Tram route in Brussels, Belgium

The tram route 81 in Brussels, Belgium, is operated by STIB/MIVB, and connects the Marius Renard stop in the municipality of Anderlecht to the multimodal Montgomery metro station in Woluwe-Saint-Pierre. The route also crosses the municipalities of Saint-Gilles, Ixelles, the City of Brussels and Etterbeek. It offers transit with the Metro at Saint-Guidon/Sint Guido, Brussels-South (also railway), Merode (also railway) and Montgomery. The route also crosses the major tram routes 3 and 4 at Horta. A good deal of its length is in carriageway, while long sections at either end are in reservation. It has a short section in tunnel at Brussels-South.

==History==
The route was changed in the 2000s, with the section west from Brussels-South railway station going to Marius Renard rather than Heysel/Heizel metro station.

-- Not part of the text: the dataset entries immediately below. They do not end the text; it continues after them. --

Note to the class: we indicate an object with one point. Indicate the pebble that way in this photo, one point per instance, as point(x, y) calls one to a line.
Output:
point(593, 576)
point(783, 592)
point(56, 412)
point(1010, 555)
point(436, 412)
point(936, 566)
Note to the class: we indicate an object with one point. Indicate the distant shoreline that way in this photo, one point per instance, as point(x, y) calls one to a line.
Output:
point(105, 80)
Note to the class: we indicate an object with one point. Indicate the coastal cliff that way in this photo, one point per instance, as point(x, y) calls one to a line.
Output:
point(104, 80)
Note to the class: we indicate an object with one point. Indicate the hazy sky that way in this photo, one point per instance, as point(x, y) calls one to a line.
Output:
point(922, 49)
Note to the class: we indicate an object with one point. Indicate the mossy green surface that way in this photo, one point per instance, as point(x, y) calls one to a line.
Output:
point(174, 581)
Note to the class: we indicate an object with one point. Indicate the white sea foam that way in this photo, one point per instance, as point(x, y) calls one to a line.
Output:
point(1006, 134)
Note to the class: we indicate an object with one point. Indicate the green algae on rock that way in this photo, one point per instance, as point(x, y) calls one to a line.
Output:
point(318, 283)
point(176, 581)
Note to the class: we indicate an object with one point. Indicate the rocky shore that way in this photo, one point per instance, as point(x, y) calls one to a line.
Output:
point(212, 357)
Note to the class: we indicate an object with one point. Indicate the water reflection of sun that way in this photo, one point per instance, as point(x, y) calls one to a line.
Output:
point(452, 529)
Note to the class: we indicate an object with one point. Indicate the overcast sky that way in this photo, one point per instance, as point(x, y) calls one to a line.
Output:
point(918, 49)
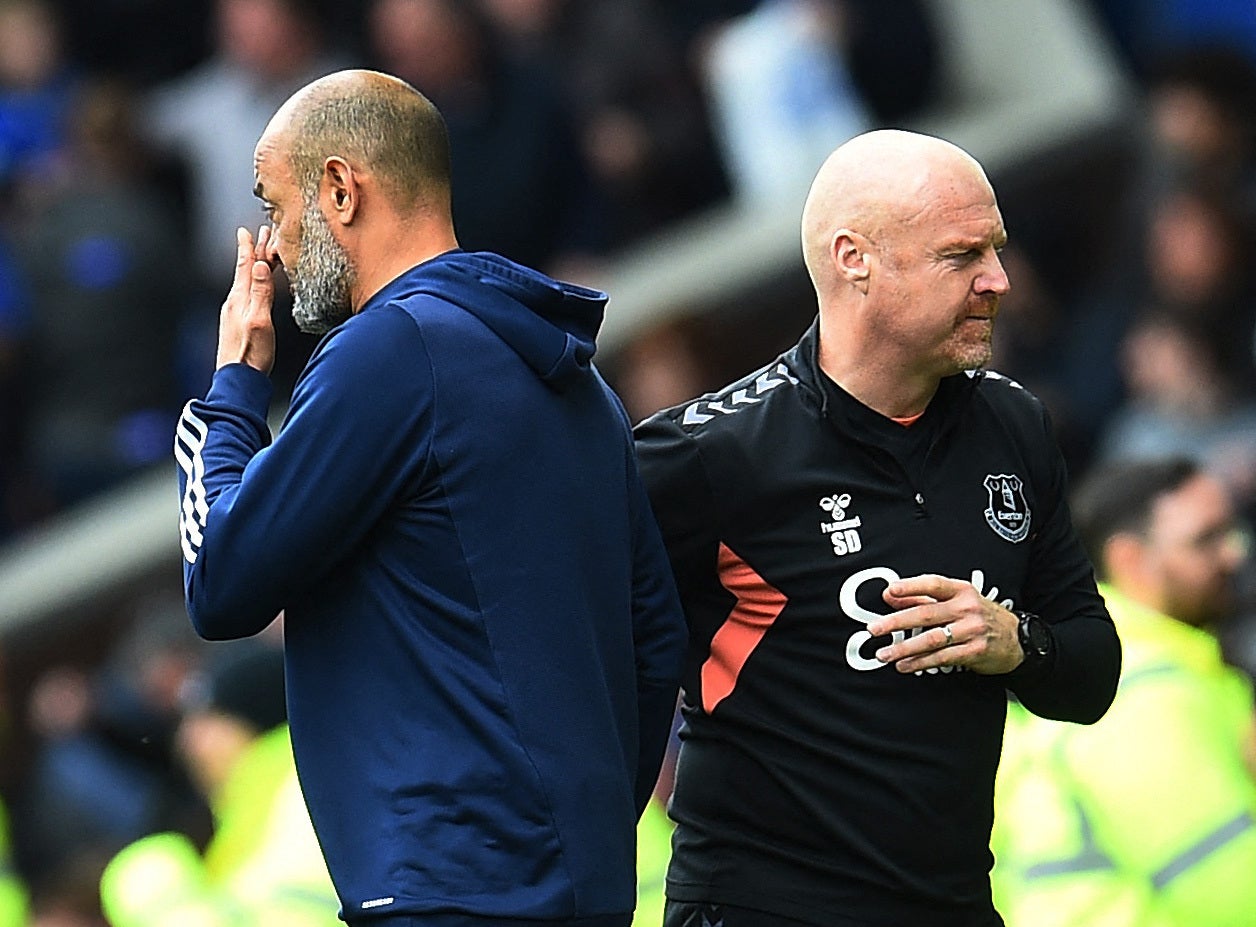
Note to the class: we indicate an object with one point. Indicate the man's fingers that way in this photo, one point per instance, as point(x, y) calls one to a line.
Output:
point(927, 584)
point(244, 259)
point(259, 251)
point(260, 290)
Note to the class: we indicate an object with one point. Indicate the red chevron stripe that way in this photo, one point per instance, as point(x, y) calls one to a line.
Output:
point(754, 613)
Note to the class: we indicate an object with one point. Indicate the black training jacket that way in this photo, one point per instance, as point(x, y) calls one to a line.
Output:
point(814, 781)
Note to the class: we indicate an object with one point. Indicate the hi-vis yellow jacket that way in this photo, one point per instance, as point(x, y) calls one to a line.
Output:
point(13, 892)
point(1144, 819)
point(263, 868)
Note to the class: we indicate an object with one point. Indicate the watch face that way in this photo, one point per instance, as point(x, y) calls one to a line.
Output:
point(1034, 636)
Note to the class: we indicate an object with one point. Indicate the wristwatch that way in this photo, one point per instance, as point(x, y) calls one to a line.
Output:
point(1035, 639)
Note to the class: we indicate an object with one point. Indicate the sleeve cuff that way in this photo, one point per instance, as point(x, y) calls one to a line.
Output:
point(243, 386)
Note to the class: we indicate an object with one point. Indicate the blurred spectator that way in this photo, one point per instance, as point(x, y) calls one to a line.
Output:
point(210, 119)
point(1183, 402)
point(1192, 264)
point(263, 866)
point(520, 185)
point(1144, 30)
point(1144, 819)
point(634, 97)
point(102, 258)
point(13, 892)
point(37, 86)
point(661, 368)
point(791, 79)
point(14, 333)
point(781, 93)
point(1202, 112)
point(142, 42)
point(104, 773)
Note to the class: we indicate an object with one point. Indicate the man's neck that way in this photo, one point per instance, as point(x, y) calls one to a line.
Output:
point(879, 384)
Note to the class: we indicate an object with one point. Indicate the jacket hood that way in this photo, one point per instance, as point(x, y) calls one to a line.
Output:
point(550, 324)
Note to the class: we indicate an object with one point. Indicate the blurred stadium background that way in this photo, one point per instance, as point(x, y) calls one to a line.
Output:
point(660, 150)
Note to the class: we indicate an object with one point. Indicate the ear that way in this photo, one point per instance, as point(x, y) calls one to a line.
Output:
point(852, 258)
point(342, 194)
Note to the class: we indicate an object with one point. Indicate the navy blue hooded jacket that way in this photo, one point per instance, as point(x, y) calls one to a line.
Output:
point(482, 634)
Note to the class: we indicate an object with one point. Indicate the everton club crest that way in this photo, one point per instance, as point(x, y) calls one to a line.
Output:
point(1007, 513)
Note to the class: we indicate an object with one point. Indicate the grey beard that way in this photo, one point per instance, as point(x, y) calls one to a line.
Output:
point(323, 279)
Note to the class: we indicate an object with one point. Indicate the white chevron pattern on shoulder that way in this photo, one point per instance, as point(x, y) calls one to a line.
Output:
point(189, 442)
point(726, 403)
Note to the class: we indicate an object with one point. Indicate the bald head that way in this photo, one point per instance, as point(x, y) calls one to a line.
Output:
point(876, 182)
point(376, 122)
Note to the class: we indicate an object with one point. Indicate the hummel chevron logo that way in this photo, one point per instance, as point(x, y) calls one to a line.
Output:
point(701, 412)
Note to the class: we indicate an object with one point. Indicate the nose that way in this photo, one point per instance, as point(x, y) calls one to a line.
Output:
point(994, 278)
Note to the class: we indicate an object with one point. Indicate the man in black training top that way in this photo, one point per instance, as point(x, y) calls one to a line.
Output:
point(873, 547)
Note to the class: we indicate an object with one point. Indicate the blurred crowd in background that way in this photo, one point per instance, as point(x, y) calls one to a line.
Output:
point(579, 128)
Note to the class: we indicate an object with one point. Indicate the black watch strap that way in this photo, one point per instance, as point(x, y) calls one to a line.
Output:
point(1035, 638)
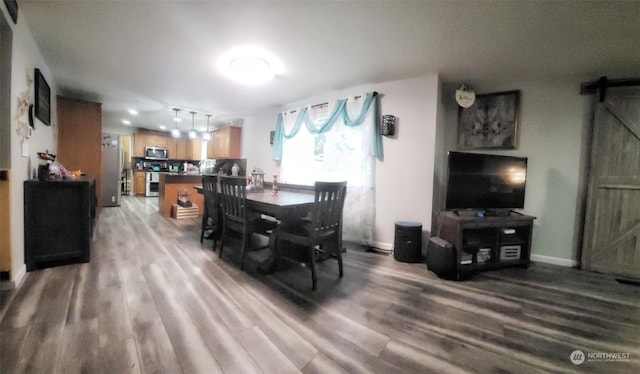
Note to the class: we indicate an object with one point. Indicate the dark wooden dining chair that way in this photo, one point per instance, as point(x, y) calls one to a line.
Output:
point(321, 232)
point(237, 218)
point(212, 217)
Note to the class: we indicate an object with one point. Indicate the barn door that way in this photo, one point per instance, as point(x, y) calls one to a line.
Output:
point(612, 223)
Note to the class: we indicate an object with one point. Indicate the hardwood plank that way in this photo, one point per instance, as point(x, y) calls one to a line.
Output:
point(188, 344)
point(80, 348)
point(120, 357)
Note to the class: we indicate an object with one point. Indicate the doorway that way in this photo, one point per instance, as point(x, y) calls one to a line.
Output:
point(612, 224)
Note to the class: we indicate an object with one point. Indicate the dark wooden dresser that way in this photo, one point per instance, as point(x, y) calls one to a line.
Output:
point(59, 217)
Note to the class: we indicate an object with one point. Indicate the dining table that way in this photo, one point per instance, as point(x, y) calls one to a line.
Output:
point(284, 206)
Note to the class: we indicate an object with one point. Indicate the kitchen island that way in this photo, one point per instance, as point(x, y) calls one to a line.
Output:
point(171, 184)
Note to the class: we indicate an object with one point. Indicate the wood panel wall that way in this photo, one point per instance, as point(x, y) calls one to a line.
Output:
point(79, 138)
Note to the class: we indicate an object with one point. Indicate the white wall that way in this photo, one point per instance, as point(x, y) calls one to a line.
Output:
point(26, 57)
point(553, 134)
point(404, 178)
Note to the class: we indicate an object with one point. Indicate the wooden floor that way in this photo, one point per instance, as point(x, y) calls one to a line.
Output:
point(153, 300)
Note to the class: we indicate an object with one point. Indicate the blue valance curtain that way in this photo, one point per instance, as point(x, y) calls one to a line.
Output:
point(339, 112)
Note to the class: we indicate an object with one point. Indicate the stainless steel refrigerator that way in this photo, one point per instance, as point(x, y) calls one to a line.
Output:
point(112, 159)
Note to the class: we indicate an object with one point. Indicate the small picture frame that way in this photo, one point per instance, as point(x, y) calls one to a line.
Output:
point(491, 122)
point(42, 98)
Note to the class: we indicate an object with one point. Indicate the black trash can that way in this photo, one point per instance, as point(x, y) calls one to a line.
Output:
point(407, 246)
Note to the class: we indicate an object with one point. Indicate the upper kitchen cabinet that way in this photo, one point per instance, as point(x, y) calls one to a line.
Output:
point(157, 140)
point(79, 119)
point(194, 150)
point(181, 150)
point(139, 142)
point(225, 143)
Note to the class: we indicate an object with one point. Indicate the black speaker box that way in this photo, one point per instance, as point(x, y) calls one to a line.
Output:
point(408, 242)
point(441, 259)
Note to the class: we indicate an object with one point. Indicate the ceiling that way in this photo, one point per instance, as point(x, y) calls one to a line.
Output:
point(156, 55)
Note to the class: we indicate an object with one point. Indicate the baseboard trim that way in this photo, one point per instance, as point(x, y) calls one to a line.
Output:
point(555, 261)
point(382, 247)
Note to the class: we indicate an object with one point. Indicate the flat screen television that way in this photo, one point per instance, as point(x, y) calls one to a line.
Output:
point(485, 182)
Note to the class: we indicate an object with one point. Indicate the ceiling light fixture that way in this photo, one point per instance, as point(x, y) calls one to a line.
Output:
point(249, 65)
point(207, 135)
point(175, 132)
point(192, 133)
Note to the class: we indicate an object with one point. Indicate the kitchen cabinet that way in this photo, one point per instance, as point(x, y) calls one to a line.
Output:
point(140, 183)
point(171, 146)
point(181, 150)
point(225, 143)
point(157, 140)
point(79, 119)
point(59, 216)
point(139, 142)
point(194, 149)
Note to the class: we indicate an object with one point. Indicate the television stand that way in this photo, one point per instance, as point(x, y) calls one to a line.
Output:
point(497, 212)
point(481, 243)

Until 2018, the route was served by PCC trams – first 7700-series and later the longer 7900s. In that year, the stops at Bailli/Baljuw were moved from the central reservation of the Avenue Louise/Louizalaan into the Rue du Bailli/Baljuwstraat, which has permitted the longer Flexity low-floor trams to be used when these are not needed elsewhere, that is normally at weekends. This progression to high-capacity vehicles accompanies an improvement in service frequency, with the daytime headway now being 7^{1}/_{2} minutes.

==Route==
Montgomery - Merode - Place St Pierre/Sint-Pietersplein - Acacias/Acacia - La Chasse/De Jacht - Église Saint-Antoine/Sint-Antoonkerk - Germoir/Mouterij - Levure/Gist - Flagey - Dautzenberg - Bailli/Baljuw - Trinité/Drievuldigheid - Janson - Moris - Lombardie/Lombardije - Barrière/Bareel - Guillaume Tell/Willem Tell - Bethléem/Bethlehem - Avenue du Roi/Koningslaan - Suède/Zweden - Gare du Midi/Zuidstation - Bara - Conseil/Raad - Albert I - Curegham/Kuregem - Douvres/Dover - Résistance/Verzet - Saint-Guidon/Sint-Guido - Meir - Ysaye - Van Beethoven - Frans Hals - Parc Vivès/Vivèspark - Marius Renard.